How to Identify and Move Past Resentment

Hey guys, Craig here. Happy New Year!

This January, we’re going to be talking about a project that we’ve been working on called: Resentment. One night, a few months back, it hit me that so many people are afraid to get help and pursue healing because they can’t stop looking back at their past.

So, I decided that I wanted to talk about it.

The root of your pain is not your porn addiction. It’s not your failed marriage. There’s something underneath all of that.

It might be trauma.

It might be pain.

It might be something that you did, or it might be something that was done to you.

No matter what it was, you’re experiencing resentment because you can’t or won’t let go.

So, we started Resentment.org to help one another discover the root – to figure out the why – and how to dig it up.

In today’s Whiteboard Session, Steven Luff, a licensed MFT (Marriage and Family Therapist) in the state of CA, co-author of Pure Eyes: a Man’s Guide to Sexual Integrity and creator of the X3Pure on-line recovery program, talks about how to identify and move past resentment.

So much of the resentment that we experience grows out of disappointment caused by unmet expectations.

We have our eyes on some imaginary promised land, or a fantasy about something that we were supposed to have but didn’t get. As we hang on to that fantasy, rather than accepting our reality and recognizing that we have the freedom to change – to make our own decisions and live our own lives – our bitterness grows and compounds upon itself.

The brain can heal. It’s pliable. But to heal requires an acceptance of the things that happened. So much of recovery is about growing up.

People don’t want to look back. It’s understandable. Once you start looking back, you feel like your whole world is falling apart. The trick is to be in a community of people who can support you through the fall.

There’s a saying in recovery communities:

“When you’re falling apart, you’re actually falling together.”

Once you are able to recognize that you have this feeling called resentment, it’s useful to go to a therapist or someone in the community who can help you unpack your emotions. There’s no shame in asking for help. “I feel this way. Is it realistic that I feel this way? What do I want out of life?”

If you want to get over any challenge you have in your life – especially resentment – it requires your willingness to get up, get out of your chair and find a community of people who can speak into your life in ways that are realistic, honest and loving at the same time.

Those people exist, and they’re ready to meet you.

MY FAVORITE QUOTES FROM THIS PODCAST EPISODE

  • Resentment is a product of me thinking that life is supposed to be something that it isn’t, rather than accepting it as it is and recognizing that I have the freedom to make my own decisions and live my own life.
  • Resentment is a product of not accepting the fact that other people in this world can make whatever decisions they want to make.
  • Once I was able to understand that I could make – and began to make – my own decisions, I found that I actually have a lot more freedom on this planet than I thought.
  • Integrity is the antonym – the opposite – of resentment.
  • Christ as the best model for integrity.

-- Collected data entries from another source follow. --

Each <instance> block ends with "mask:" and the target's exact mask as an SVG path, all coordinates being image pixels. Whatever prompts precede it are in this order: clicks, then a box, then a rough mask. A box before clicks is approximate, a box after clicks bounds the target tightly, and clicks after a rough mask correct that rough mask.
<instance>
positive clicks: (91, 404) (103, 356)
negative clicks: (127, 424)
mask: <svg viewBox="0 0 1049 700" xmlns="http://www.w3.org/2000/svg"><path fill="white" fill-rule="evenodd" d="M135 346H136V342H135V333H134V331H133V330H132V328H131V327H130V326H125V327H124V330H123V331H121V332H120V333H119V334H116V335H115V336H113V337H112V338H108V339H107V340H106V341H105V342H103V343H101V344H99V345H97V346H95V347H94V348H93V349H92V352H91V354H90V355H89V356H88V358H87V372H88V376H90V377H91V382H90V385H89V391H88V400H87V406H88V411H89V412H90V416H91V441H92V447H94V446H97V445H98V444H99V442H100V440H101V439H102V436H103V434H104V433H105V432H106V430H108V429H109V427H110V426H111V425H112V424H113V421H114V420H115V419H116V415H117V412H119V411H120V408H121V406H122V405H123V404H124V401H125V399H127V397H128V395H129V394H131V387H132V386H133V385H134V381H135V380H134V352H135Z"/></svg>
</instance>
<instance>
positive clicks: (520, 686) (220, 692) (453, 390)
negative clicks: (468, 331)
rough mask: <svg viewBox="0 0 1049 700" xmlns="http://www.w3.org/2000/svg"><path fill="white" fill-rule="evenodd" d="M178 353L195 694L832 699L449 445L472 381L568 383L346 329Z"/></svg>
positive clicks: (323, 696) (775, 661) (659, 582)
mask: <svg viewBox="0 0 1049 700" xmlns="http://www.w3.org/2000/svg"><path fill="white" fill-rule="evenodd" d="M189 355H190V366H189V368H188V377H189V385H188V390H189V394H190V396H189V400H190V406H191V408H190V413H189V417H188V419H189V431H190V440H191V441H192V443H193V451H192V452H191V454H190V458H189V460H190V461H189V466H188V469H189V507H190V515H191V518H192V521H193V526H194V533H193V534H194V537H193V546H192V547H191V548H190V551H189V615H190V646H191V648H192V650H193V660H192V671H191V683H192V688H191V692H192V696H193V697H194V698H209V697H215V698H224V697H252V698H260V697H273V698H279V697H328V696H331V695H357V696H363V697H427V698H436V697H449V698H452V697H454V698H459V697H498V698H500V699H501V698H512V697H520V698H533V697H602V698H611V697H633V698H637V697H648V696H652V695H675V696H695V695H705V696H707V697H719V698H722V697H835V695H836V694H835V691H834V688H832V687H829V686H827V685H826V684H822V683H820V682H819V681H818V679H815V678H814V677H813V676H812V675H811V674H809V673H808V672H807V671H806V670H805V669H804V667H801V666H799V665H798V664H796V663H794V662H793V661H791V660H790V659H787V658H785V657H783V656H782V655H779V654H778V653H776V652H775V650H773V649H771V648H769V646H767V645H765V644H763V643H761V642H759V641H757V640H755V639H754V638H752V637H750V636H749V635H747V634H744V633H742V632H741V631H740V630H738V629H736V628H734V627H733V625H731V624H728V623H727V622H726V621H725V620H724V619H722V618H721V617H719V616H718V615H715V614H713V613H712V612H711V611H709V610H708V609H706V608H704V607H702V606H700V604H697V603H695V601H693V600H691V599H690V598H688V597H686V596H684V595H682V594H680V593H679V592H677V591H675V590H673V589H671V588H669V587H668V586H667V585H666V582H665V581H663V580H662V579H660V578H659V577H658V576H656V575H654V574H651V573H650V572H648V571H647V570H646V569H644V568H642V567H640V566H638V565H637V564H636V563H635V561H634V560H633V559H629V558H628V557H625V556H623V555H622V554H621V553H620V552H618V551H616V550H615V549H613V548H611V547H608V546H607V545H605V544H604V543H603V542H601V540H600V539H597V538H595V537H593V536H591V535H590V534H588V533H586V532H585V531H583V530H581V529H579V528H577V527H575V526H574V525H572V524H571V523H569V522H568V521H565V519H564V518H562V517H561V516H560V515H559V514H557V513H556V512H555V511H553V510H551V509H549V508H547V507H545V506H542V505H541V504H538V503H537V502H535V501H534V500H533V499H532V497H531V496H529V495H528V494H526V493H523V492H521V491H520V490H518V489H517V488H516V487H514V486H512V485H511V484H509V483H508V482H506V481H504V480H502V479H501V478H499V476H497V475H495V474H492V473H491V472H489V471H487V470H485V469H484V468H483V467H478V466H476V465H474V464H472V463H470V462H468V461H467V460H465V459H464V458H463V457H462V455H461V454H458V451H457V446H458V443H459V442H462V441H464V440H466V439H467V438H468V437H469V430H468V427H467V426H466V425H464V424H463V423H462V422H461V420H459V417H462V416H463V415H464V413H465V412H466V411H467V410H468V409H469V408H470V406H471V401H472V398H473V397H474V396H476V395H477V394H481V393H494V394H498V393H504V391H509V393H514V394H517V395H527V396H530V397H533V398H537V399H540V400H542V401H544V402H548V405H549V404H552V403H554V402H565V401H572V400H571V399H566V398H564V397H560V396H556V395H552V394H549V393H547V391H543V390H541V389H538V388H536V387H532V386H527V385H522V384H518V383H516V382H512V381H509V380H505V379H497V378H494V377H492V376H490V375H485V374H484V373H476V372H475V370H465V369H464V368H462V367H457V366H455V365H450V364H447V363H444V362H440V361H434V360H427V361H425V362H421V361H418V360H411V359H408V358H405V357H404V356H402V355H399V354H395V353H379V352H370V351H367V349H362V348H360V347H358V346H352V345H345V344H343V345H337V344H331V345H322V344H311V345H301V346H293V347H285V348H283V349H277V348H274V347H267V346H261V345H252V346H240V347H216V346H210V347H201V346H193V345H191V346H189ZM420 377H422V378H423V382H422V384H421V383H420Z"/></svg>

He was tempted by the devil. He went through his trials and tribulations, but he knew what he was called to do.
  • Recovery is about growing up: looking at the past, looking at where you came from, accepting that some things didn’t go the way you wanted them to go. It also doesn’t mean that life ends there.
  • God is in new, loving relationships (and not the opposite).
  • When you’re falling apart, you’re actually falling together.
  • Sometimes you just have to sit with it as it is and say, “that sucked.”
  • Real, honest and loving communities of people are out there, waiting for you.